Longe vão cada vez mais os tempos em que os Capitão Fausto eram reduzidos ao rótulo de "Tame Impala portugueses", numa comparação que os próprios atribuem mais à contemporaneidade de ambas as bandas e não tanto à música. "Na altura do primeiro disco era algo que ouvíamos muito, mas neste momento nem sequer é uma referência. Mas se me estivessem a comparar a alguém de quem não gosto era pior", brinca Tomás.

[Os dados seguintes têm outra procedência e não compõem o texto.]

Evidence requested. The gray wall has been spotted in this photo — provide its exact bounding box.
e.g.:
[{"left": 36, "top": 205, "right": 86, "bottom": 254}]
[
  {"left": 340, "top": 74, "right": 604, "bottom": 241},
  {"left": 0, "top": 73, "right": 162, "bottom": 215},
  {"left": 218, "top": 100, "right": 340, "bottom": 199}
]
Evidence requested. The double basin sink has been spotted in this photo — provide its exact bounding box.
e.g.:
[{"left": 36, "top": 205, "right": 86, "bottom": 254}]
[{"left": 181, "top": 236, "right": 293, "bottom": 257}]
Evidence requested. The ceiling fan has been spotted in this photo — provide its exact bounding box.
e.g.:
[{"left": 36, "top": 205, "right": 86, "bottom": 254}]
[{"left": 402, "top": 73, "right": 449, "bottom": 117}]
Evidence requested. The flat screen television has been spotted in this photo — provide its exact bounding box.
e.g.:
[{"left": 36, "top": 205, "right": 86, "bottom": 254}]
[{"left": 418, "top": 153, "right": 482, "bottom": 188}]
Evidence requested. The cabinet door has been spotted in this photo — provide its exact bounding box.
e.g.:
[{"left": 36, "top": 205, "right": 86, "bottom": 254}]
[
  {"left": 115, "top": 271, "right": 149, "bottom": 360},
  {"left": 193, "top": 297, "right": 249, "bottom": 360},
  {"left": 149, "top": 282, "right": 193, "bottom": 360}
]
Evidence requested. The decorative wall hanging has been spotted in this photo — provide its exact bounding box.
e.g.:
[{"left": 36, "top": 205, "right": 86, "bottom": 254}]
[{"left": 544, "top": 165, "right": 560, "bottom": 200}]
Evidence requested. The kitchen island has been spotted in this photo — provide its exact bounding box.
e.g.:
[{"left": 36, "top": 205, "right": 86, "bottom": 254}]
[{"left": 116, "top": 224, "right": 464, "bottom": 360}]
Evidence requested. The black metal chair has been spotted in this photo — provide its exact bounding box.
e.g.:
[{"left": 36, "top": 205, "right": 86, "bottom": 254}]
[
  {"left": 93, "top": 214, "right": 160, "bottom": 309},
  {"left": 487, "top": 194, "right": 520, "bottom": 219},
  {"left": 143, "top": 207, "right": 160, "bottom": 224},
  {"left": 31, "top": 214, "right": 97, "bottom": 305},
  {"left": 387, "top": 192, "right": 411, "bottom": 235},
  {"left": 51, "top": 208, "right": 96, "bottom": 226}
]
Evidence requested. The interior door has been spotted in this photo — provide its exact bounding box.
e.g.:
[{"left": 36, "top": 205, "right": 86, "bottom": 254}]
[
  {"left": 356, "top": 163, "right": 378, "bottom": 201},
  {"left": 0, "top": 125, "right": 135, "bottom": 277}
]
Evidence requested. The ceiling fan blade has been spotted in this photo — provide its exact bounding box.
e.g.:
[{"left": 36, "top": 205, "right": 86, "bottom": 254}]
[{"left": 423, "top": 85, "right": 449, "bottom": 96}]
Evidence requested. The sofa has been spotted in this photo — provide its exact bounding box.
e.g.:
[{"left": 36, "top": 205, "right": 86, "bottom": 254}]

Há, todavia, algo que não mudou: a amizade que une os cinco membros dos Capitão Fausto, compostos, além de Francisco e Tomás, por Domingos Coimbra (baixo), Salvador Sabra (baterista) e Manuel Palha (guitarra). Conheceram-se no Liceu Maria Amália, em Lisboa, há cerca de dez anos, e tornaram-se amigos por causa da música. Tomás e Francisco atropelam-se agora um ao outro, este sim é um assunto do qual claramente gostam de falar. "Temos uma grande sorte. Além de sermos amigos ainda partilhamos algo muito único e especial, que é a música", atira Francisco. "Somos tão amigos que tivemos de arranjar uma maneira de trabalharmos juntos", realça Tomás. Também por isso, concordam, este primeiro Coliseu tem ainda um sabor mais especial.